Changing fields, and what's in your toolbox

This week I created the first prototype for a project I've been working on for two and a half years. I was given this task on literally my first day of work in late 2006. I had just changed professional fields. It took me that long to get the tools I needed to solve this problem.

Changing fields is normal, if not inevitable. Long ago a person entering a new line of work may have been looked upon with suspicion, as if they had failed, but now it's seen as a sign of growth and ambition. As a materials scientist, I've worked in three fields and I'm not yet 40 years old. In grad school I worked on thin film surface coatings. My first job was in friction and wear, which involved some wear-resistant coatings, but mostly not. In late 2006 I began working on semiconductor materials, which is about as far from lubrication as you can get while still being materials-related. My education provided the background for it all, but every new set of problems had to be approached with its own set of tools.

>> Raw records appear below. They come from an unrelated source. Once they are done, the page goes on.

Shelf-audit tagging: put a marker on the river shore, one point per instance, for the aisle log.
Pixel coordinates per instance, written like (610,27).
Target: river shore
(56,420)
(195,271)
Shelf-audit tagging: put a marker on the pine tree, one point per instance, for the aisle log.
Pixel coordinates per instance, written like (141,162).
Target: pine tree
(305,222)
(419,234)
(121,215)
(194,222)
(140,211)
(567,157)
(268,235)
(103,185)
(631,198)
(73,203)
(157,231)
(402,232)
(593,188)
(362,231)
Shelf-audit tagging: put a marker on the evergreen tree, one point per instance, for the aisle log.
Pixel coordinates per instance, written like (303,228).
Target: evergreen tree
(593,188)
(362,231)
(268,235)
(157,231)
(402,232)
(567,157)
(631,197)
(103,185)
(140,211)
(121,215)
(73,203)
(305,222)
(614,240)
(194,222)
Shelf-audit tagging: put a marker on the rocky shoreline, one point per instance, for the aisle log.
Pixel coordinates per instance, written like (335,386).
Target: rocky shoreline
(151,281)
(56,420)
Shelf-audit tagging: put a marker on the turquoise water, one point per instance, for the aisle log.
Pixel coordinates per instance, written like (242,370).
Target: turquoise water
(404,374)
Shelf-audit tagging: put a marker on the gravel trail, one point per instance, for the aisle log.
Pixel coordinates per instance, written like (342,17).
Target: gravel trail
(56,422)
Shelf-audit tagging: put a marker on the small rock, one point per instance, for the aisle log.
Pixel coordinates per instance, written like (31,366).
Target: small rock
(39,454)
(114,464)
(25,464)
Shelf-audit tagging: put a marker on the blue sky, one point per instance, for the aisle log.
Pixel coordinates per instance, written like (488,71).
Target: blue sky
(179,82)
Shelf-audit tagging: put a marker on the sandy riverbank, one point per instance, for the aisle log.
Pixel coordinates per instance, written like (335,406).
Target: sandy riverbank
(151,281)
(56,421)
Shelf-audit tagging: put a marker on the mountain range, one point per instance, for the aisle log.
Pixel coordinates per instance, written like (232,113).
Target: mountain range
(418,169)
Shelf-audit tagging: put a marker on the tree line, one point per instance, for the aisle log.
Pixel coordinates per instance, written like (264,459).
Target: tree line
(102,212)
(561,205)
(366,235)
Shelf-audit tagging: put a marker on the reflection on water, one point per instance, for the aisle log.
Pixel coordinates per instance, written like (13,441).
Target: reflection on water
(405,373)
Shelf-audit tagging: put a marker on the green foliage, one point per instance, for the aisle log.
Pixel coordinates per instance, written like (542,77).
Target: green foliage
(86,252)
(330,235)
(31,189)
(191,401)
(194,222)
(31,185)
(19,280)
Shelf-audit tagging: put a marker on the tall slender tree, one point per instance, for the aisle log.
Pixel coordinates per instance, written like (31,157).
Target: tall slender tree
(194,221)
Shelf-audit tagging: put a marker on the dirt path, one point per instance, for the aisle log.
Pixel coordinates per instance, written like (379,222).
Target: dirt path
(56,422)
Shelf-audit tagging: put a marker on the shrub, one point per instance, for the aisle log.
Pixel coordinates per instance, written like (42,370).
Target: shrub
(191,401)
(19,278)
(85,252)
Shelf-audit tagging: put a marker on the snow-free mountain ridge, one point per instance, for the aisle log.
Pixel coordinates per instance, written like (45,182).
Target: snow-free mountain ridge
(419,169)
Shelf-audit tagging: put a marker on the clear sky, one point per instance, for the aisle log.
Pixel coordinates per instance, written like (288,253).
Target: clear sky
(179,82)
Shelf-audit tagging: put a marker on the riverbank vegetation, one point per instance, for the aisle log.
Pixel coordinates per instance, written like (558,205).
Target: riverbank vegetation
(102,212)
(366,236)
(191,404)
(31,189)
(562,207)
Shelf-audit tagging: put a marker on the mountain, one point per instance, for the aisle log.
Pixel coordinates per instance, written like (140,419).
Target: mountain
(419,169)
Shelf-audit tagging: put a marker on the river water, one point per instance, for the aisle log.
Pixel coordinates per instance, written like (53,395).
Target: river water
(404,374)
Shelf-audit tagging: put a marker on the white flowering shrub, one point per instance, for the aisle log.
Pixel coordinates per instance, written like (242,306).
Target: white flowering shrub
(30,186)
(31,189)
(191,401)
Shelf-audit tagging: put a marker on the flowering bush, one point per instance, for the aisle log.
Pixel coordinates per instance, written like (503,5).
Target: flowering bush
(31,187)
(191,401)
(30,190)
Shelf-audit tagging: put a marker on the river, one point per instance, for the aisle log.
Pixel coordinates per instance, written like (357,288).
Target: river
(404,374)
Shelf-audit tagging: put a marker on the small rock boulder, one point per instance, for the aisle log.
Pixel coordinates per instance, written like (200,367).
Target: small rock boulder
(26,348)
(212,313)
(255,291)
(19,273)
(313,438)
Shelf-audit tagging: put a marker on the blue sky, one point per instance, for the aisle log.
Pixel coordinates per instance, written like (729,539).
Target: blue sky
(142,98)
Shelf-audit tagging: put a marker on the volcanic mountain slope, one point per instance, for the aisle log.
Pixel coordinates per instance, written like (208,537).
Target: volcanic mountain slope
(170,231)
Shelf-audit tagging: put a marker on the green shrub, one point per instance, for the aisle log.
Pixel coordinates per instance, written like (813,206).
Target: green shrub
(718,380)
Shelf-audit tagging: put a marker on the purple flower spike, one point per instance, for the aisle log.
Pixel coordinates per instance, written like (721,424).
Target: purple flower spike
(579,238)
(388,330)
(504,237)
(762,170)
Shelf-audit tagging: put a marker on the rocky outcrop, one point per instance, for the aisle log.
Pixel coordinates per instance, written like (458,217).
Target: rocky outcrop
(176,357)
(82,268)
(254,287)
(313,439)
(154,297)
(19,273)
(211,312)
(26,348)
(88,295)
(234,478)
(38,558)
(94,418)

How long does it take to reach peak productivity in a new field? The hardest problems involve multiple interdependent challenges, and these are the problems people get hired to solve. You need to be at your peak productivity to solve them. If you've just changed fields, at first you won't even know what tools you'll need, but if you keep learning and stay open to possibilities you'll find a way. In my case, it meant learning about all the surrounding parts and assembly techniques that go into my company's products, and admitting that tweaking the semiconductors alone couldn't solve the problem.

Think back to the jobs you've taken, and the problems you were hired to solve there. Whether it was designing a next-generation product or getting two teams to cooperate or selling into a new market, they probably hired you to do something they couldn't figure out how to do. You probably weren't expected to show up and tick off checkboxes all day. If so, you probably got replaced by a machine before too long.

It takes time to fill your toolbox. Approaching problems as a stranger, though, can often give you novel ideas - and novel ideas are the kind that are needed when your employer's conventional wisdom didn't work. Best of all, as your career goes on, you build two advantages: first, broad practical experience; and second, mental flexibility.